I was profoundly moved by Rabbi Silver’s teachings that our world emerges from and with disorderedlessness and formlessness  as foundations of existence - root material for creation rather than a sinister, destructive, external force. Tohu (chaos) v bohu (void) were presented as the substrate of what continuously is. Therefore it follows, that the pain of limiting infinitude is intrinsic to the experience of creation. 


This reframing of our origin story is reinforced by the midrash about the diminishment of the moon. In the midrash, it is God that realises God’s own diminishment of the moon, an action that needs to be atoned for . It is God that acknowledges the fundamental role of diminishment and loss which accompanies every act of creation.

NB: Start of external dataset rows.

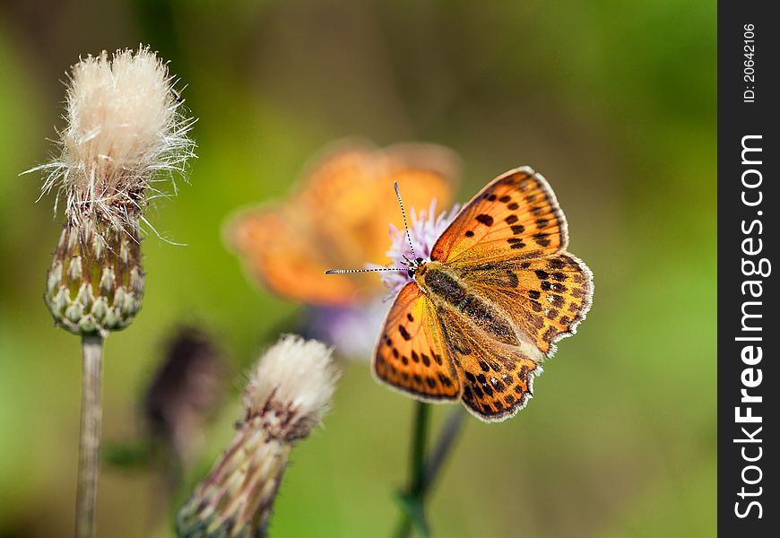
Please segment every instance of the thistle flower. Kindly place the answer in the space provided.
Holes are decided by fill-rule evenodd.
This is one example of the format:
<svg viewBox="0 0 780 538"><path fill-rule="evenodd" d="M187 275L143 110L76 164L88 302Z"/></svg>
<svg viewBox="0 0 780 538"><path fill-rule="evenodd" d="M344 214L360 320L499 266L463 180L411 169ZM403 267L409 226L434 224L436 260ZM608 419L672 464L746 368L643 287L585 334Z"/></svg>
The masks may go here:
<svg viewBox="0 0 780 538"><path fill-rule="evenodd" d="M294 444L327 409L338 374L332 350L283 335L252 370L230 446L178 513L188 538L264 536Z"/></svg>
<svg viewBox="0 0 780 538"><path fill-rule="evenodd" d="M442 212L437 216L436 200L430 203L426 210L420 210L417 214L412 208L410 211L409 237L405 230L399 230L390 225L390 249L387 257L390 258L388 267L403 267L405 260L413 260L416 253L424 260L430 260L430 251L436 240L444 233L446 227L455 220L460 211L460 205L455 204L449 211ZM414 246L414 253L409 246L409 241ZM381 267L381 265L368 265L368 267ZM382 273L382 282L390 289L390 296L394 297L403 285L412 281L405 271Z"/></svg>
<svg viewBox="0 0 780 538"><path fill-rule="evenodd" d="M47 280L56 325L76 334L127 326L141 308L141 222L158 182L192 156L168 68L149 48L87 56L73 67L61 154L43 194L65 202L65 224ZM174 186L175 190L175 186Z"/></svg>
<svg viewBox="0 0 780 538"><path fill-rule="evenodd" d="M33 169L41 195L65 200L65 223L44 300L55 324L82 336L82 416L75 534L94 536L103 339L141 308L141 222L160 172L182 171L193 120L180 114L168 68L151 52L119 50L73 67L60 156ZM32 170L30 170L32 171ZM56 205L55 205L56 213Z"/></svg>

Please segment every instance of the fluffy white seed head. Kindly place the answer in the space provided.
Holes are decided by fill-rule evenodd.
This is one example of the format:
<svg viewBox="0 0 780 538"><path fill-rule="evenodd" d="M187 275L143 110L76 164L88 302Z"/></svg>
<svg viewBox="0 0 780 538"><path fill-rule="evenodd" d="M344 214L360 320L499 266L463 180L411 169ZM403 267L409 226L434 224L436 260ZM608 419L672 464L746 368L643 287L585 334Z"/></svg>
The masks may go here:
<svg viewBox="0 0 780 538"><path fill-rule="evenodd" d="M44 193L56 187L71 223L132 228L148 200L161 194L153 184L183 171L193 155L187 134L194 120L182 114L174 83L148 48L110 58L104 51L74 65L62 152L39 167L49 172Z"/></svg>
<svg viewBox="0 0 780 538"><path fill-rule="evenodd" d="M244 394L247 418L262 417L273 438L304 438L320 423L338 377L331 348L284 334L250 374Z"/></svg>

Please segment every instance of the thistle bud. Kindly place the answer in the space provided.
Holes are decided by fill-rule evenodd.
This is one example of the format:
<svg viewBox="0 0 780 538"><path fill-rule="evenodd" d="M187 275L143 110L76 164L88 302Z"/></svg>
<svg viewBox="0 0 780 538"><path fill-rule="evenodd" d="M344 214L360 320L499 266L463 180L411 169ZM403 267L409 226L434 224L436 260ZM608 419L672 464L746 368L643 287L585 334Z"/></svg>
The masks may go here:
<svg viewBox="0 0 780 538"><path fill-rule="evenodd" d="M265 535L290 452L320 423L337 377L332 350L316 340L288 334L266 351L230 446L178 513L180 537Z"/></svg>
<svg viewBox="0 0 780 538"><path fill-rule="evenodd" d="M193 120L180 113L167 66L148 48L103 52L76 64L61 154L35 169L65 201L45 301L76 334L127 326L141 308L141 221L147 194L192 155Z"/></svg>

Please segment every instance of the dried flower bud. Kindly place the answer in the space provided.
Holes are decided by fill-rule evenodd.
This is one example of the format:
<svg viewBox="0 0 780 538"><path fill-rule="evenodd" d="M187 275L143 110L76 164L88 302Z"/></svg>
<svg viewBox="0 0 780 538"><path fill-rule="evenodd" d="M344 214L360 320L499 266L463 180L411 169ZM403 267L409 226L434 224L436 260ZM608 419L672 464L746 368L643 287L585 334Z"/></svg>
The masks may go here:
<svg viewBox="0 0 780 538"><path fill-rule="evenodd" d="M251 373L244 420L178 513L182 537L264 536L294 442L319 424L338 374L332 350L284 335Z"/></svg>
<svg viewBox="0 0 780 538"><path fill-rule="evenodd" d="M48 273L46 303L77 334L122 329L143 296L141 221L155 182L183 171L193 120L180 114L168 68L148 48L73 68L62 153L38 167L46 194L65 198L66 222Z"/></svg>
<svg viewBox="0 0 780 538"><path fill-rule="evenodd" d="M222 350L195 327L177 331L168 343L144 399L144 414L155 441L186 468L203 445L202 427L221 399L228 369Z"/></svg>

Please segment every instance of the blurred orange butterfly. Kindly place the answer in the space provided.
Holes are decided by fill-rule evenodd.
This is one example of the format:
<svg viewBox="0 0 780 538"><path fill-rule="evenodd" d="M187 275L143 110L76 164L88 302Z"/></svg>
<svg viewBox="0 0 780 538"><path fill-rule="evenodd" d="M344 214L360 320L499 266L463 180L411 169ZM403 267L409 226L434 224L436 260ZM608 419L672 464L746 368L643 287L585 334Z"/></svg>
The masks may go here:
<svg viewBox="0 0 780 538"><path fill-rule="evenodd" d="M515 415L555 343L591 306L593 274L568 244L566 218L541 175L521 168L489 183L429 260L403 262L413 282L387 314L377 377L421 400L462 399L483 421Z"/></svg>
<svg viewBox="0 0 780 538"><path fill-rule="evenodd" d="M402 223L394 204L387 203L391 178L403 181L411 204L427 207L434 198L449 204L458 170L455 154L438 145L379 150L342 142L310 169L288 201L232 219L227 242L252 277L282 297L319 306L365 302L381 291L378 282L328 279L325 270L385 254L388 223Z"/></svg>

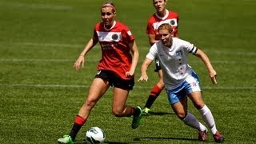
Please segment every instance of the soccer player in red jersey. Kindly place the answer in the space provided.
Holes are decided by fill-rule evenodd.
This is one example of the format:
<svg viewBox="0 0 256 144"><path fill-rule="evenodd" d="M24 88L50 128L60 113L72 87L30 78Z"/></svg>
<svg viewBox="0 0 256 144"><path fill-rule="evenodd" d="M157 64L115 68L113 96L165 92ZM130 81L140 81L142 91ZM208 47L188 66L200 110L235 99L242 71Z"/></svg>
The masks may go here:
<svg viewBox="0 0 256 144"><path fill-rule="evenodd" d="M146 33L148 34L150 44L152 46L159 41L158 28L162 23L169 23L173 29L173 37L178 37L178 15L177 13L168 10L167 0L153 0L156 12L148 19ZM158 73L159 81L152 87L150 95L143 109L143 114L148 114L150 107L158 97L165 86L162 80L162 71L158 60L155 59L155 72Z"/></svg>
<svg viewBox="0 0 256 144"><path fill-rule="evenodd" d="M139 53L134 35L129 28L114 20L114 5L106 2L101 7L102 22L95 25L93 38L74 64L76 70L84 66L85 55L98 42L102 59L98 72L90 86L86 100L74 118L68 135L58 139L59 143L74 143L76 135L88 118L91 110L110 86L114 87L112 112L116 117L133 117L131 127L140 124L142 110L126 105L129 91L134 86L134 71Z"/></svg>

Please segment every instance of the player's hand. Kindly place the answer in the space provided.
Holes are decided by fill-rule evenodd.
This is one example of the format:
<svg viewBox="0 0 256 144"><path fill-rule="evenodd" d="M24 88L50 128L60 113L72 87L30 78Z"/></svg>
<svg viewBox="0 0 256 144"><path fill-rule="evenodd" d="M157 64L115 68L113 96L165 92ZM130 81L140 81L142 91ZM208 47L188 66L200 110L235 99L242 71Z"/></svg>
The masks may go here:
<svg viewBox="0 0 256 144"><path fill-rule="evenodd" d="M74 70L78 70L80 69L80 65L82 64L82 67L84 68L85 64L85 58L82 55L80 55L79 58L77 59L77 61L74 64Z"/></svg>
<svg viewBox="0 0 256 144"><path fill-rule="evenodd" d="M127 72L126 73L126 78L130 78L130 77L132 77L132 76L134 76L134 72L127 71Z"/></svg>
<svg viewBox="0 0 256 144"><path fill-rule="evenodd" d="M147 75L141 76L141 78L138 78L138 82L146 81L147 82L149 77Z"/></svg>

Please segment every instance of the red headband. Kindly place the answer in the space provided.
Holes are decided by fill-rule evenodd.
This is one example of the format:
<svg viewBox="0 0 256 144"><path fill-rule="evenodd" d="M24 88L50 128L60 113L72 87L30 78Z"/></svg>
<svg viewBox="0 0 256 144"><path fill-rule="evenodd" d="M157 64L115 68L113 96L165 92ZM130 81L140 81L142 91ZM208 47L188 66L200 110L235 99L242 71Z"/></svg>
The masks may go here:
<svg viewBox="0 0 256 144"><path fill-rule="evenodd" d="M106 3L106 4L102 5L102 8L106 7L106 6L110 6L115 11L115 8L114 8L114 6L113 5L111 5L110 3Z"/></svg>

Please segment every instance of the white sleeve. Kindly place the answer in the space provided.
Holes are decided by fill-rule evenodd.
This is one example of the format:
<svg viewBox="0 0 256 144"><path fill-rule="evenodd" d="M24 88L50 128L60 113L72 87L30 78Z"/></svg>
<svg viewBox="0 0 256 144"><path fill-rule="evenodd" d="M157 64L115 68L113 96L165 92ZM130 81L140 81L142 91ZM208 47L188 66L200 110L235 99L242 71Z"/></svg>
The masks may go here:
<svg viewBox="0 0 256 144"><path fill-rule="evenodd" d="M154 43L150 49L150 52L146 54L146 58L154 60L158 54L158 48L156 43Z"/></svg>
<svg viewBox="0 0 256 144"><path fill-rule="evenodd" d="M198 51L198 48L194 44L189 42L186 42L185 47L186 48L189 53L192 53L193 54L195 54Z"/></svg>

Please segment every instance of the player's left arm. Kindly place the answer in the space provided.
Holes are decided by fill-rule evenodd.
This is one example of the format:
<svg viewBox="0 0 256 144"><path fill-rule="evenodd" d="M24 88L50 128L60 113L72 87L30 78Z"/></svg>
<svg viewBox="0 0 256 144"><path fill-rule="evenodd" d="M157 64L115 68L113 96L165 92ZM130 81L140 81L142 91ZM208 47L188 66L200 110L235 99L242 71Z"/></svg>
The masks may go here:
<svg viewBox="0 0 256 144"><path fill-rule="evenodd" d="M152 63L153 60L150 59L148 58L146 58L145 60L143 61L143 63L141 67L141 77L138 78L138 82L141 81L146 81L147 82L148 76L147 76L147 69Z"/></svg>
<svg viewBox="0 0 256 144"><path fill-rule="evenodd" d="M130 68L130 71L127 71L126 73L126 77L130 77L134 75L135 69L136 69L136 66L138 62L138 58L139 58L139 53L138 53L138 50L135 40L129 43L129 47L131 53L133 54L133 59L131 62L131 66Z"/></svg>
<svg viewBox="0 0 256 144"><path fill-rule="evenodd" d="M206 68L208 70L209 76L213 82L213 84L217 84L216 77L217 73L214 70L213 66L211 65L211 62L208 58L208 56L202 51L200 49L198 49L196 54L196 56L201 58L201 60L203 62L203 63L206 66Z"/></svg>

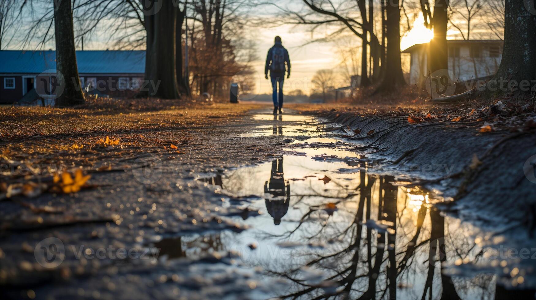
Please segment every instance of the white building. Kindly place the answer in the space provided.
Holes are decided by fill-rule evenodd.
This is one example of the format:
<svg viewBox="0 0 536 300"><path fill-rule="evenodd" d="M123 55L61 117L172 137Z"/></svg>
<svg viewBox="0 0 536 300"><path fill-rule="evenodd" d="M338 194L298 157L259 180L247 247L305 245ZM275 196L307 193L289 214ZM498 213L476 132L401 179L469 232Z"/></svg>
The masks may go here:
<svg viewBox="0 0 536 300"><path fill-rule="evenodd" d="M463 82L495 74L501 64L503 43L500 40L447 41L453 79ZM429 48L429 43L416 44L402 51L411 56L410 84L422 83L428 76Z"/></svg>

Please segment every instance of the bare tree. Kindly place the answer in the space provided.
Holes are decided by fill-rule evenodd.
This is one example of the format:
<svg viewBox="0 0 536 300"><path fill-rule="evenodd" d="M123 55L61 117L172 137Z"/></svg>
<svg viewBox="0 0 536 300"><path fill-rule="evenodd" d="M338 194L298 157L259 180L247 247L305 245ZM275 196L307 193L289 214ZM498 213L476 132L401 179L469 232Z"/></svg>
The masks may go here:
<svg viewBox="0 0 536 300"><path fill-rule="evenodd" d="M488 0L484 14L486 24L499 40L504 39L504 0Z"/></svg>
<svg viewBox="0 0 536 300"><path fill-rule="evenodd" d="M346 32L351 32L361 41L362 49L360 65L362 85L366 86L371 83L367 68L369 57L373 61L371 64L373 65L371 67L370 77L379 80L383 45L380 44L374 30L373 2L303 0L303 6L300 9L295 6L284 8L274 4L282 12L279 18L281 21L278 24L309 26L311 34L314 34L319 26L330 27L331 32L325 36L313 39L311 42L332 41ZM370 55L367 46L370 50Z"/></svg>
<svg viewBox="0 0 536 300"><path fill-rule="evenodd" d="M315 85L315 90L316 92L322 94L322 99L325 102L327 100L327 91L333 88L333 80L335 74L332 69L322 69L316 71L312 77L312 81Z"/></svg>
<svg viewBox="0 0 536 300"><path fill-rule="evenodd" d="M386 71L377 91L391 92L406 84L400 58L400 6L398 0L382 0L382 8L385 11L384 28L387 40L385 63L382 62L382 65Z"/></svg>
<svg viewBox="0 0 536 300"><path fill-rule="evenodd" d="M491 97L501 93L534 93L531 89L522 89L524 82L536 80L536 8L530 1L505 2L504 45L501 65L485 91L474 88L463 94L438 98L436 102L467 101L480 96ZM517 88L504 87L513 82ZM492 85L494 86L492 86ZM510 85L509 84L509 86ZM507 87L507 88L501 88Z"/></svg>
<svg viewBox="0 0 536 300"><path fill-rule="evenodd" d="M71 0L54 2L54 31L57 76L64 83L63 92L56 99L56 106L73 106L84 103L76 63Z"/></svg>
<svg viewBox="0 0 536 300"><path fill-rule="evenodd" d="M473 21L482 12L482 8L481 0L452 0L450 2L449 20L451 25L460 32L464 40L471 40L471 33L475 25ZM466 24L465 29L457 25L457 17L465 20Z"/></svg>
<svg viewBox="0 0 536 300"><path fill-rule="evenodd" d="M14 26L20 27L20 22L17 21L19 14L16 12L21 5L20 0L0 0L0 50L5 48L15 36L13 34L6 40L8 31L16 30Z"/></svg>

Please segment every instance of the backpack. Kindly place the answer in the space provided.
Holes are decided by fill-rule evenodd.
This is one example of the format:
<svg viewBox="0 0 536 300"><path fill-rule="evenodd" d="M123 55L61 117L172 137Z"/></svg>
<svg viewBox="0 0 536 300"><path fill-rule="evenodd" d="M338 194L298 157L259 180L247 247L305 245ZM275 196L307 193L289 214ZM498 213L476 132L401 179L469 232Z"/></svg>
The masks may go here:
<svg viewBox="0 0 536 300"><path fill-rule="evenodd" d="M272 48L272 64L270 66L271 72L285 72L285 48L273 47Z"/></svg>

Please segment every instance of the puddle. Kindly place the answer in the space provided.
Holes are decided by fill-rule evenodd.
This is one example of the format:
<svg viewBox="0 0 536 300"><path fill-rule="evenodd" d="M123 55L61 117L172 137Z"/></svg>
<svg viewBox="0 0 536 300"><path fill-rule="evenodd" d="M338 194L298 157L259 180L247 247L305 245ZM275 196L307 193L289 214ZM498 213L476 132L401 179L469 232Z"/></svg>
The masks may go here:
<svg viewBox="0 0 536 300"><path fill-rule="evenodd" d="M309 126L285 125L283 132ZM232 195L228 207L258 210L256 216L232 217L251 229L155 245L169 258L233 253L233 267L260 270L263 282L285 287L273 289L274 298L534 297L533 290L519 289L528 288L528 275L515 266L519 261L494 257L483 243L493 238L431 205L442 199L373 174L375 166L362 155L314 144L339 140L316 132L303 141L312 145L285 149L297 155L199 179Z"/></svg>
<svg viewBox="0 0 536 300"><path fill-rule="evenodd" d="M443 215L426 191L369 174L364 162L352 167L361 170L341 174L346 162L284 156L205 179L236 198L247 196L242 204L262 213L243 221L251 229L175 240L174 251L178 257L189 251L238 252L236 266L260 267L266 280L286 282L288 289L273 292L281 298L388 299L393 293L404 299L494 299L496 289L497 296L511 292L497 281L522 275L498 278L487 269L457 275L458 265L489 262L474 242L475 228ZM169 242L160 243L166 253Z"/></svg>
<svg viewBox="0 0 536 300"><path fill-rule="evenodd" d="M310 138L312 134L317 134L318 125L316 120L310 116L299 115L257 114L252 118L255 120L270 121L269 125L262 125L255 128L255 131L248 133L238 134L239 137L255 137L270 136L303 136L303 139Z"/></svg>
<svg viewBox="0 0 536 300"><path fill-rule="evenodd" d="M258 114L254 115L251 118L254 120L279 121L286 122L312 122L315 119L310 116L302 116L301 115L271 115L268 114Z"/></svg>

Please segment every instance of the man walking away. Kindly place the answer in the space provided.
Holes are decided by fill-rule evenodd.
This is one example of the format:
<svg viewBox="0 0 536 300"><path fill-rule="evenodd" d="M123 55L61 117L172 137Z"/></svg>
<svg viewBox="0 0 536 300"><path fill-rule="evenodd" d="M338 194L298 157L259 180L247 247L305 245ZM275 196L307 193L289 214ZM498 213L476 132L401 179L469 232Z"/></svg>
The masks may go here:
<svg viewBox="0 0 536 300"><path fill-rule="evenodd" d="M269 69L270 69L270 79L272 80L273 114L274 115L277 114L278 109L279 110L279 114L282 114L283 111L281 108L283 107L283 81L285 80L285 72L287 73L287 78L291 77L291 58L288 57L288 51L281 44L280 36L276 37L275 43L268 50L266 63L264 67L264 76L267 79ZM279 86L279 101L278 84Z"/></svg>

However, despite her painful experience of waxing and waning, as it turns out, the moon retains her primary position. Women (whose bodies themselves are redolent with creative potential) synchronise their cycles to a lunar calendar. Jewish time is primarily lunar with the calendar organised around 12 or 13 lunar months a year. And let’s not forget that the moon is often present during daylight hours, although her glow is concealed by the stronger light of the sun conceals it. It is only our awareness of her daytime presence, that allows us to bask in her invisible diurnal glow.


Perhaps these stories are examples of the principle ma’aseh avot siman labanim/the actions of the ancestors are a sign for the children.


While the moon’s diminishment occurs in the world of Beriyah, here in the world of Assiyah, Torah is full of stories of “natural” orders being reversed, the younger diminished one rising to a pre-eminent position. 


Isaac the younger was chosen over Ishmael the older. Esau could not retain his favoured first born position over his younger brother Jacob the schemer. Like the moon, Jacob waxes and wanes, his whole life wavering between his Jacob and Israel personas, his limp a permanent sign of his struggle. Joseph, a young upstart, is diminished by his older brothers. He then rises to great prominence, until finally, he and his older brother Judah, are reconciled. Joseph learns to forgive and Judah learns what true chesed is, both brothers restored as two great luminaries, the sun and the moon, both brothers progenitors of a messianic line. 


In each of these archetypal stories, pain, diminishment, grief and loss are part of the fullness and totality of experience ( the tov me’od and tov mot as Rebbe Meir had inscribed in his Torah scroll).


All of this puts me in mind of another midrash. After the fall from Eden, Adam and Eve suddenly know shame, their light bodies hardening into garments of skin (based on Hebrew homophones אור/light and עור/skin/hide). The female and male human figures in the accompanying mixed media collage are depicted as both light and its limitation, reduced to the world of clothes/words/definitions. 

 

It also occurs to me that this links to some of the things that were presented in the classes on Complicating  Chosenness in Rabbi Daniel’s Exploring Jewish Identities course. The moon is chosen, and yet the mere fact of her chosenness implies some sort of separation with all of the pain that accompanies it.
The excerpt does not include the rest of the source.